И тогда, в тёмной комнате с резким запахом горящего шалфея и травы зубровки, Мэгги и вправду почувствовала себя больной. Ужасно больной. В черепе словно били в барабаны, перед глазами всё плыло. Может, её заразил гнев того человека. «Да, – подумала она, – теперь я больна».
Созвали собрание.
Мэгги сидела, привалившись к подушкам и глядя, как мерцает и чадит свечка у кровати, а внизу, в кабинете, говорили о ней. Кейт присела на лестнице и с каждым новым гостем бежала докладывать Мэгги. Пришли Джеймс Крейн, и местный врач, и Кельвин, и их отец, и Айзек – всё-таки это его дом.
Когда кабинет закрыли, Кейт юркнула в чулан по соседству, где можно было приложить ухо к стене и подслушивать. И когда встреча закончилась, Кейт вернулась и всё пересказала.
Ни к чему привлекать полицию, сказал Кельвин. Семья Фоксов поможет оплатить уход за девочкой, он и сам заплатит, если понадобится, но Мэгги больна, это всем понятно: в тот день у неё был жар – об этом никто не знал, но она не ведала, что творила. Всё это ужасный несчастный случай.
Кейт разыгрывала разговор в лицах. Для Джеймса Крейна – щурилась и говорила глубоким голосом. Доктор вежливый. Кельвин нервный.
Джеймс Крейн:
– Я всё видел собственными глазами. Эта девочка – зло.
Доктор:
– Разве так можно говорить. У неё определённо какая-то болезнь. Умопомрачение…
– Да самая обычная болезнь, ничего особенного, – говорил Кельвин. – Жар. Всё пройдёт.
Говорил:
– В школе слишком крутая лестница.
Говорил:
– Мы оплатим лечение Ханны.
Джеймс Крейн:
– Вопрос не в этом. Денег у меня в достатке. А вы, собственно, кто вообще такой? – спросил он Кельвина.
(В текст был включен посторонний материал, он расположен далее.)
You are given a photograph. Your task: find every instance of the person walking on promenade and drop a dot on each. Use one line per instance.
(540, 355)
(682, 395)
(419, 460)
– Решительные действия, – говорил врач. – Какая-то… истерика, девочку нужно увезти в тихое место для лечения…
– Я повторяю ещё раз, – Джеймс Крейн повысил голос, – я видел, как девочка столкнула мою дочь – сбросила мою дочь… Ханна ударилась о землю сильнее, чем если бы просто поскользнулась…
Наконец взял слово отец – но не для того, чтобы заступиться.
– Мы её увезём. Уедем как можно скорее. Расплатимся и уедем. Этого довольно?